AirSQL decorators work seamlessly with Airflow's TaskFlow API:

```python
from airflow.decorators import dag, task
from airsql import sql, Table

@dag(schedule="@daily")
def my_dag():

    @sql.dataframe(source_conn="postgres_conn")
    def extract_users():
        return "SELECT * FROM users WHERE active = true"

    @task
    def process_users(df):
        return df.groupby("region").size().to_dict()

    @sql.load_dataframe(
        output_table=Table("postgres_conn", "reports.user_counts"),
        if_exists="replace"
    )
    def save_counts(counts):
        import pandas as pd
        return pd.DataFrame([
            {"region": k, "count": v} for k, v in counts.items()
        ])

    users_df = extract_users()
    counts = process_users(users_df)
    save_counts(counts)

my_dag()
```

## Dry Run Mode

Test operations without writing data:

```python
@sql.query(
    output_table=Table("postgres_conn", "reports.test"),
    source_conn="postgres_conn",
    dry_run=True
)
def test_query():
    return "SELECT * FROM large_table LIMIT 1000000"
```

## Documentation

For full documentation, visit the [AirSQL Documentation](https://1cadumagalhaes.github.io/airsql/).

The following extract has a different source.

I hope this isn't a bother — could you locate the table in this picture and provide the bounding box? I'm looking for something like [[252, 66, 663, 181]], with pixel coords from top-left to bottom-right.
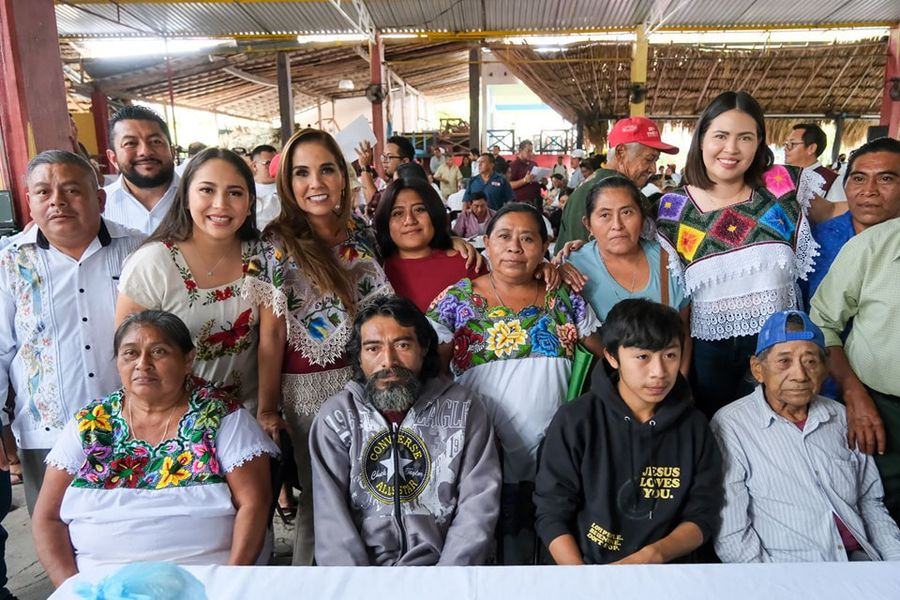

## Migration from retize.sql

This package is the evolution of `retize.sql`. Main changes:

- Package renamed from `retize.sql` to `airsql`
- Table class `schema` field renamed to `dataset`
- Asset URIs changed from `rtz://` to `airsql://`
- Improved organization with sensors and transfers submodules

## License

This project is licensed under the MIT License.